Cava di bauxite, Otranto_nelsalento

Cava di bauxite, Otranto

Ci sono tanti posti che vale la pena visitare. L’Italia ne è piena, non a caso le è stato dato l’appellativo di Bel Paese.

Sulla strada che porta a Sud

Da nord a sud, le esclamazioni di stupore si sprecano: occhi sgranati e fiato sospeso (solo per pochi minuti  e per accompagnare le labbra lievemente schiuse, in apnea). Dopo aver percorso on the road oltre 1.000 chilometri, si raggiunge il Tacco che già per attraversarlo, dal suo nord al suo sud, di ore ce ne vogliono quattro. Accusando un po’ di indolenzimento agli arti e imprecando un po’ per il lunghissimo percorso, fino al sud del tacco d’Italia, vien da aprire con forza lo sportello e uscire dall’abitacolo dell’auto, finalmente. In piedi, l’animo si stiracchia in lunghezza e permette di riacquistare un po’ di serenità.

Lecce, santa Croce_nelsalento

Lecce, chiesa Santa Croce

Pit stop 1, Lecce

La prima fermata nella “discesa al Tacco” è Lecce.
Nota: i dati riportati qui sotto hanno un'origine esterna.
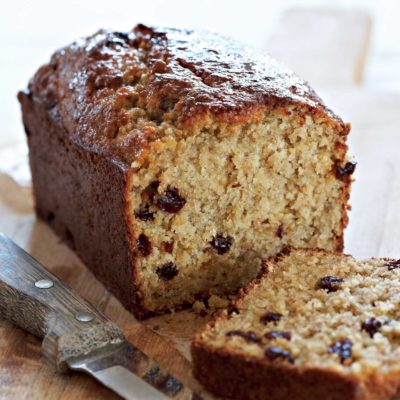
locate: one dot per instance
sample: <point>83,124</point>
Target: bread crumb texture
<point>211,205</point>
<point>316,310</point>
Bisogna darle atto di essere davvero molto bella.
I racconti sulla città barocca, sulla pietra leccese e sulla luce fotografica trovano piena corrispondenza.  Le gambe “comandano” di riprendere a camminare, e allora comincia il tour: Basilica di Santa Croce, Palazzo Celestini, la Villa comunale, le stradine e i balconi carichi di virtuosismi barocchi, piazza Sant’Oronzo, le chiese, i localini, le persone, quelle del posto e quelle con la cartina e gli occhi sospesi in aria.
Il caffè in ghiaccio con latte di mandorla, fresco, dissetante e zuccherino, dà nuovo vigore.
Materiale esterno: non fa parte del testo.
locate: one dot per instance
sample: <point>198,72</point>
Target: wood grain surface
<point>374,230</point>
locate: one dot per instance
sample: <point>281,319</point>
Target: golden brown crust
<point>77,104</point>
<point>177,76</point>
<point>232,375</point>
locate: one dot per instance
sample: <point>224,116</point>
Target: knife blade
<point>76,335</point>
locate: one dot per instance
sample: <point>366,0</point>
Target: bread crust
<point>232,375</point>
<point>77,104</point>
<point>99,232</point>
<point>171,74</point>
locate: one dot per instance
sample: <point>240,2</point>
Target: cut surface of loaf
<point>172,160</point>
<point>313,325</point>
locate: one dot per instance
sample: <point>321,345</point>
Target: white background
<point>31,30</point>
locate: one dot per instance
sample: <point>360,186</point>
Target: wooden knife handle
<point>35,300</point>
Cava di bauxite, Otranto_nelsalento

Cava di bauxite, Otranto

Pit stop vari, rotolando verso Sud

Il Salento è penisola lambita da due mari, Adriatico e Ionio, che si incontrano a Santa Maria di Leuca, nota ai più come Finibus Terrae.
Il piè freme, “vuole ballare”. E con questo si intende che vuole sì danzare la “pizzica pizzica” ma anche che è forte la voglia di scoprire questa terra, presentatasi già molto bene con Lecce.
Si ridiscende la costa adriatica fino alla “fine della terra”. Dirigendosi verso San Cataldo e percorrendo la costa adriatica fino ad Otranto, si incontrano la bellissima Grotta della Poesia, a Roca Vecchia, una piscina naturale scavata nella roccia che si annuncia con il frastuono di tuffi continui dalla sua sommità; Torre dell’Orso con “Le due Sorelle”, monoliti di roccia calcarea posti a dominio del mare sabbioso; Frassanito, location dei surfer, e Otranto con i Laghi Alimini, Baia dei Turchi e la rossa cava di bauxite (da non perdere!); poi Porto Badisco dove si racconta ci sia stato l’approdo di Enea e, ancora, procedendo Santa Cesarea Terme con le sue terrazze rocciose affacciate sul mare, Castro e Marina di Andrano con la Grotta Verde.  Prima di arrivare alla “fine della terra”, ci sono Tricase, Gagliano del Capo, dove ha luogo Ponte Ciolo altro punto panoramico per l’osservazione di tuffi matti, e, infine, Santa Maria di Leuca, le sue ville, le sue grotte e l’avvistamento dei due mari. Piace immaginare i due mari stretti in un abbraccio. A Sud, sud.

Gallipoli_nelsalento

Gallipoli

Terminal: Gallipoli

Dopo la scorpacciata di mare, visioni di terra rossa e pajare, resta tutto il versante ionico da percorrere in auto con tuffi che si intramezzano felici, tra una località e un’altra.
Si riprende con le spiagge di Lido Marini e Torre San Giovanni, poi una sosta rocciosa a Torre Suda e nella  spiaggia cool di Punta della Suina, a Mancaversa.
Prossima tappa? Gallipoli, centro storico a picco sul mar Ionio.
Stradine strette disegnano un labirinto, nessun Minotauro nel mezzo ma la bellissima Basilica di Sant’Agata. All’ingresso del centro storico, due “chicche”: il mercato del pesce, il castello angioino. Dopo un’esperienza a Gallipoli vecchio si è colto, con altissima probabilità, la parte più verace e, forse, la più autentica del Salento.